И удивляюсь, как легко переменил, казалось бы, твердое решение. А впрочем, чему тут удивляться – не пацан уже, научился за эти годы понимать, что за таким предложением кроется. Да и чего тут мудрить, если так неумело прячет свое одиночество уставший быть неприкаянным человек?
– А мы сейчас с тобой с дороги баньку заварганим. Помнишь нашу баньку? Цела! Ты со своим батькой любил у нас париться, – суетится обрадованный Гена. – А после по маленькой пропустим, у меня голубица забродила, такое кисленькое винцо получилось, самое то песни петь…
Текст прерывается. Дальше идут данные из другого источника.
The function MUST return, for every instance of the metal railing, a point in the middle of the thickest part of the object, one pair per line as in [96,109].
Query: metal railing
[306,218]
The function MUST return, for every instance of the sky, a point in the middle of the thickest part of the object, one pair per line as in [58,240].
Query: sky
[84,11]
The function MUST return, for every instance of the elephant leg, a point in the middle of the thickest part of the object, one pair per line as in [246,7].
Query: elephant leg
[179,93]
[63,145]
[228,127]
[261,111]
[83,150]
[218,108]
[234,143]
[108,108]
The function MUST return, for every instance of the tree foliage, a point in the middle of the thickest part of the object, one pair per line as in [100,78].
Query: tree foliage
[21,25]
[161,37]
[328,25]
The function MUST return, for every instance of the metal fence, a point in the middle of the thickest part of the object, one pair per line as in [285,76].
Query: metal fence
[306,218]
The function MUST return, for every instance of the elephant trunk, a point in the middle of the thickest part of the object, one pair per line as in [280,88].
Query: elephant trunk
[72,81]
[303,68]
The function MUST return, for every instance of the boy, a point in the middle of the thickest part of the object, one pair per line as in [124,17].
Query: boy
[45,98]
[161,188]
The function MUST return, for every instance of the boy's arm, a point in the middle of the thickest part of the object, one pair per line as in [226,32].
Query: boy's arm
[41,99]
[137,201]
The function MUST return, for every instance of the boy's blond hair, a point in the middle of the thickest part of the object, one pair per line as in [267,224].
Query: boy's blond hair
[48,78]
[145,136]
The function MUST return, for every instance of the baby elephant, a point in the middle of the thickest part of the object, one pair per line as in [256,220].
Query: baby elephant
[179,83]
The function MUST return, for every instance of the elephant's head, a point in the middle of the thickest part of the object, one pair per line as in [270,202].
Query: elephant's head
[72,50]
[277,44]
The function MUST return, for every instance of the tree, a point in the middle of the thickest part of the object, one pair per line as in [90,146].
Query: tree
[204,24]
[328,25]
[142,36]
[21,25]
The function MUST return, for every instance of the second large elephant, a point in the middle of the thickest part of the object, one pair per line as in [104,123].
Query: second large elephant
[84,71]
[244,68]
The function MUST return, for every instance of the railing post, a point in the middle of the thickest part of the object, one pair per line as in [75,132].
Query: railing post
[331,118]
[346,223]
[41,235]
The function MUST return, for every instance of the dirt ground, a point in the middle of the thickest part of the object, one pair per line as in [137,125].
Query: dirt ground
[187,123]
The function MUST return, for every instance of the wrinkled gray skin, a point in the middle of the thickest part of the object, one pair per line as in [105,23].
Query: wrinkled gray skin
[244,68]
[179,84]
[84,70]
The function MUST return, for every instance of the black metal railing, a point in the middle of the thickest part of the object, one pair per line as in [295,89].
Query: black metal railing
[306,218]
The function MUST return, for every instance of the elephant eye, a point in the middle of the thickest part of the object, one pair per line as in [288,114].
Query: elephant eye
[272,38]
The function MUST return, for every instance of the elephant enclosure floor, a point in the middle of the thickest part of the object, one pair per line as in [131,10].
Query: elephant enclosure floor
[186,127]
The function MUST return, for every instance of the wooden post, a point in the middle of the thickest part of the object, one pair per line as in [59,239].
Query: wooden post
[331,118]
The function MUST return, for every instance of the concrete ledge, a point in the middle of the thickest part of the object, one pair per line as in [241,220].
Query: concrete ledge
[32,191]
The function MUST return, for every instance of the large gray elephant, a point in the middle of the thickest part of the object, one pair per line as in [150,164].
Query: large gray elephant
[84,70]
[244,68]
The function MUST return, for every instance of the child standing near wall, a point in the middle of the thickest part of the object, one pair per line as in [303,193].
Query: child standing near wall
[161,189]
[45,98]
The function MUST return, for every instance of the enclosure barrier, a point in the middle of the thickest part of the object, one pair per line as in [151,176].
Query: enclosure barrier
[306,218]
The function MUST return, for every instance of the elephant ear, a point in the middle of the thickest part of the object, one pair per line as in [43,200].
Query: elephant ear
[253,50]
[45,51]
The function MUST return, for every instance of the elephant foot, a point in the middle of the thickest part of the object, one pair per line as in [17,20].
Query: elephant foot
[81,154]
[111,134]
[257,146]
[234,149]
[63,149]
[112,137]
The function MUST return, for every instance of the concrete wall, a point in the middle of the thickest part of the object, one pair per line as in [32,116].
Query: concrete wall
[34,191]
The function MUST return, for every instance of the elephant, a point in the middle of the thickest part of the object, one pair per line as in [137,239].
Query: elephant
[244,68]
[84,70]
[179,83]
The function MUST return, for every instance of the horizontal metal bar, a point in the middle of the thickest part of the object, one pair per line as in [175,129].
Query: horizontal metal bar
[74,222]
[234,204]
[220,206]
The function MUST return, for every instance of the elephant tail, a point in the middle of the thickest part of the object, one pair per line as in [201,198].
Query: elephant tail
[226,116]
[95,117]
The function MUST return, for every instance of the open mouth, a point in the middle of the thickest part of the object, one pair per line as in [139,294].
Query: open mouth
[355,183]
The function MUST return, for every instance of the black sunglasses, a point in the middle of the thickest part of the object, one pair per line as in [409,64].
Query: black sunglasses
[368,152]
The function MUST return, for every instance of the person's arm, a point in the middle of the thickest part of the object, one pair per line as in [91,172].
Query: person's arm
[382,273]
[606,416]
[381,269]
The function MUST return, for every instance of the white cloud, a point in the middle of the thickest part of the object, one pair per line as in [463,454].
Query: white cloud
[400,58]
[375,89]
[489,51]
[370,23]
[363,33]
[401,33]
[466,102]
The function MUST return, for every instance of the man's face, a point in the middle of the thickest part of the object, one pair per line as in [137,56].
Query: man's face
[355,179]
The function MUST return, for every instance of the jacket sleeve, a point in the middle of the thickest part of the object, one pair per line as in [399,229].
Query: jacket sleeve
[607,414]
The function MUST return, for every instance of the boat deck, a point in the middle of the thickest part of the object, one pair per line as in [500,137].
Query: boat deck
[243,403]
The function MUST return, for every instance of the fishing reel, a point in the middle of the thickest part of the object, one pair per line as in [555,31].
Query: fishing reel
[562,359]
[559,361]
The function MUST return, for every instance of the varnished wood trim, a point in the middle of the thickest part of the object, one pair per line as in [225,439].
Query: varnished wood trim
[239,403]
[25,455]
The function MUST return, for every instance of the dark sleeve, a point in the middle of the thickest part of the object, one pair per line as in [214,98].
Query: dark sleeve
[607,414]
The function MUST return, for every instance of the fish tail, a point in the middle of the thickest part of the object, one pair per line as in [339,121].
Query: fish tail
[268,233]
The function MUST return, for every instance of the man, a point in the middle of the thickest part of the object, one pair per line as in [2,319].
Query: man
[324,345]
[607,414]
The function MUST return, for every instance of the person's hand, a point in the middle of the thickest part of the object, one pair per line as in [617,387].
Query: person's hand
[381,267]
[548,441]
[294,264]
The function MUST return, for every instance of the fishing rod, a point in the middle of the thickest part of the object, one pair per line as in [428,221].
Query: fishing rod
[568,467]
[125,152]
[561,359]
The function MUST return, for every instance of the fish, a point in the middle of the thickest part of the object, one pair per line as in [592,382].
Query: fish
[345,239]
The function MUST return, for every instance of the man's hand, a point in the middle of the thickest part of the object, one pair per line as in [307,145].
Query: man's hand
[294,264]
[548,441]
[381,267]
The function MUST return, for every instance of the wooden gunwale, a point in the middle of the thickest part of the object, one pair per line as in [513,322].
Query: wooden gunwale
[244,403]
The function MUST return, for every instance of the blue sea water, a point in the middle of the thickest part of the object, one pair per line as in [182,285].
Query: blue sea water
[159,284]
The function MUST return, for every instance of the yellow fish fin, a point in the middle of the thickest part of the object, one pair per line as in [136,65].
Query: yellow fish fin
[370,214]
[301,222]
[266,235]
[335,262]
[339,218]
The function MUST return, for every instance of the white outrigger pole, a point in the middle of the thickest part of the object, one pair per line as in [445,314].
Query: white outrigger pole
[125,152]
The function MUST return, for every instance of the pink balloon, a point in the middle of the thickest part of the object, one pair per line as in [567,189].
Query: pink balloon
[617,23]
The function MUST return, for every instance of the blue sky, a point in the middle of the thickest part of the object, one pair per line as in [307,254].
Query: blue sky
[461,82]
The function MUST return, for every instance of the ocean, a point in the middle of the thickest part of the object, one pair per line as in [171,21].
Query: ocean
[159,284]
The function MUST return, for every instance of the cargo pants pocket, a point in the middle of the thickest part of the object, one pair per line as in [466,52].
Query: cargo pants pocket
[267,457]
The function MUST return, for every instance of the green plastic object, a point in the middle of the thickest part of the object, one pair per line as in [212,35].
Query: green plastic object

– Ну, Гена, к такой встрече мог бы чего покрепче припасти, – подначиваю я его. – Смотрю, ты обет свой нарушать начал – а ведь не позволял себе раньше такого удовольствия.
– Так, ради тебя расстарался, ты же знаешь – в рот спиртного не беру, душа не принимает. Вот если бы меня от градуса в другую сторону выгибало да выпрямляло, тогда бы не возражал, – доносится его голос от поленницы, из которой он выбирает самые сухие березовые полешки.
Мне хорошо, и я смеюсь довольно, чему и сам не знаю. Может быть, тому, как он старается встретить гостя, а может быть, баньке и вину с дальней дороги, а больше, наверное, другому – не хочется мне никуда ехать, а вот так сидеть на зеленой травке у крыльца, слушая торопливый говорок Гены и потихоньку радоваться, что еще кому-то нужен такой странник, как я.
Поздним вечером, когда выдохлась жарко натопленная банька и густо высыпали колючие звезды, усталые, истомленные идем мы, не чуя ног, по узкой тропке мимо пустых грядок к дому. В гулкой избе уютнее всего сидеть на кухне, здесь мы и выпиваем по рюмке голубичного вина. Вино терпкое и крепкое – какое может получиться только не у пьющего человека.
От него по впалым щекам Гены свекольной водицей прошелся румянец, притушил ясный свет голубых глаз. А за полночь, когда перестает стучать движок поселковой электростанции за излукой реки, зажигаем керосиновую лампу, сдвигаем с окна старую газету, и видим, как полная луна теснит темень, как манит и дразнит ее синее сияние, разлитое по-над соснами. В такие минуты кажется, что где-то в углу дальней комнаты тихо верещит сверчок, хотя откуда ему тут быть? Пугливая тишина рождает горькие слова:
– Одиноко мне, Мишка, ох, как одиноко. Я только сейчас понял, каким одиноким может быть человек. Как в пустыне потерялся. Мать схоронил и по ночам, веришь, спать перестал, жутко одному в пустой избе лежать. Ровно дитя. Лежу, вспоминаю, как мать перед смертью рассказывала о нашем тяжком бытье. Про войну, про нас маленьких. Снится, говорит, хлеб жую, а проснусь – пусто на зубах. Так жалко ее и себя тоже. Разве для того родились, чтобы вот так беспросветно промыкаться по жизни? Под утро лишь глаза сомкну и видится, что мать меня будит – добудиться не может, глаза открою – нет ее, никого нет…
Голос гулко раздается в просторной избе, отталкивает слова сухое небеленое дерево стен, в которых нет места для живого сверчка.